Da qui in avanti il mosto destinato a diventare birra proseguirà il proprio percorso all’intero delle botti: chi visita “Cantillon” può naturalmente attraversare il magazzino dove vengono stivate e dove, ancora una volta, gli addetti lasciano fare alla natura. All’interno dei grandi recipienti di legno i lieviti proseguiranno il loro lavoro anche in modo evidente; non è raro vedere fuoriuscire la schiuma visto che il barile non viene chiuso ermeticamente: l’anidride carbonica che si sviluppa esercita una pressione troppo forte.

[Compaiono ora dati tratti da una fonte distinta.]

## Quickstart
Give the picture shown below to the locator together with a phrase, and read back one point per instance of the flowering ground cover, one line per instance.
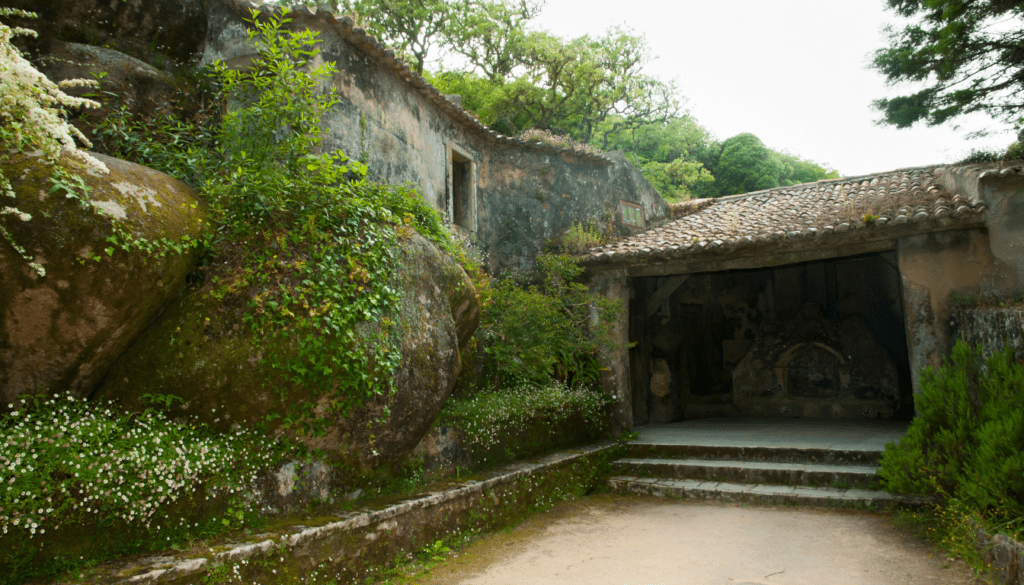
(524, 420)
(81, 482)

Da qui in avanti inizia la maturazione che ha tempi molto lunghi, fino a tre anni in barile.
Il lavoro del mastro birraio torna a essere fondamentale quando viene confezionato il prodotto finito: le cosiddette Gueuze infatti sono realizzate miscelando lambic di età diversa (per esempio invecchiati uno, due e tre anni) mentre allo stesso modo si preparano anche le varietà aromatizzate alla frutta (come le Kriek, cui vengono aggiunte ciliege macerate).
L’ultima parte del tour a “Cantillon” permette agli appassionati di sbirciare nella zona di pulitura delle botti, in quella dell’imbottigliamento (dove spunta anche un vecchio macchinario ora non più utilizzato, contornato da bottiglie con le diverse etichette della brasserie) e infine nella cantina dove trovano posto cassette e singole bottiglie pronte a rifornire locali e rivendite in Belgio e all’estero. L’attraversamento di questi corridoi, in mezzo a due “muri di vetro” non è però l’ultima emozione: quella arriva con l’assaggio della gueuze (compreso nel biglietto d’ingresso). Un bicchiere per assaporare, sorso dopo sorso, una pagina di storia che si ostina a rimanere attualità. Un patrimonio da non disperdere, piaccia o meno il sapore molto particolare di questa antica specialità.

La galleria fotografica su VareseNews

6 pensieri su ““Cantillon”: dove nascono le birre d’altri tempi

  1. Io adoro la birra artigianale… queste nello specifico non le conosco ma bella e interessante la recensione! Ho ho acquistato da poco su ebay annunci un fermentatore, una macchina per fare la birra, l’ho presa inizialmente per gioco ma ora che sto “raffinando la tecnica” ne sono veramente soddisfatta!

  2. io ci sono andata a dicembre!!! davvero un posto particolare, come queste birre del resto…molto buona quella all’albicocca, mentre le altre sono un po troppo acide per i miei gusti…

  3. Le gueuze per me sono le birre piu buone al mondo e se si parla di cantillon non c’e’niente di meglio,peccato che in pochi ne apprezzino il sapore particolare e quindi si faccia fatica a trovarle,io in zona conosco solo 2posti dove trovarne.